There are other concerns that are raised. Did the PNP know that Dr Alexis had this peculiar challenge? If the party did, then it is incredible arrogance on the part of its officers to believe that they could get this one past the Jamaican people without anyone noticing. The Jamaica Labour Party (JLP) would have had to be sleeping at the wheel to let this happen, given the cost that some of its members had to pay in similar circumstance. To have known this and to proceed on the basis that Dr Alexis would be ‘let through’ based on his Canadian, and hence Commonwealth bona fides is not only short-sighted, but is to take the people for fools. Furthermore, it is to visit an unnecessary paroxysm on the people in a matter that they thought was well behind them. Here expediency has trumped principle — not for the first time, may I remind.

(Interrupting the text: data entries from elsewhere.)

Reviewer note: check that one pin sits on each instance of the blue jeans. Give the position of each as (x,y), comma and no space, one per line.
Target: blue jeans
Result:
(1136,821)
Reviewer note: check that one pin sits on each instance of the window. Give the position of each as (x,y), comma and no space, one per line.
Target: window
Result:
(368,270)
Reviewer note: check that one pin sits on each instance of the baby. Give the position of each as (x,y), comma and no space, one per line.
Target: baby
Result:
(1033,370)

If the party did not know any of this and proceeded with the nomination it would be an indication of incredible ineptitude on its part. Any cursory vetting of a candidate would have had such concerns at the top of its agenda knowing that it is that same party that brought such issues to light in an earlier dispensation. There is no excuse for it not knowing, and I am not aware of any being given. It appears obvious that the PNP, under Dr Peter Phillips, was quite content to shuffle through Dr Alexis on the basis of Commonwealth parliamentary privilege guaranteed by the Jamaican Constitution.
In conclusion, here are the facts. It is only a special arrangement by the authorities that can get Dr Alexis Jamaican citizenship in under two weeks. If he does not get it and he wins the seat, he will sit in Parliament solely on the basis of an archaic provision in the Jamaican Constitution that Commonwealth citizens can be elected to Parliament if he has lived in the country for one year. This is an incredibly thin fig leaf to hide behind in representing a section of the Jamaican people in Parliament. If he wins he may do well as a Member of Parliament, but there will be a long shadow cast over his tenure. Unless it really does not bother him too much, but this is a slender limb to be clinging to if one wishes to serve the people with sagacity and give them hope.
Again, from what I have seen of the doctor, he is a good man. A clean hand, clean shirt, and a pure heart should dictate that he not subject himself to this kind of political expediency. There are other opportunities to come. My advice to him is to resist any bly that is being encouraged, especially by those who should know better but whose consciences have become too calloused by years of political timber chopping to think or do otherwise. Hold on to your integrity, Dr Alexis, and withdraw. Many will argue that it might be too late to do that, but it is never too late to stand up for principles you consider inviolate.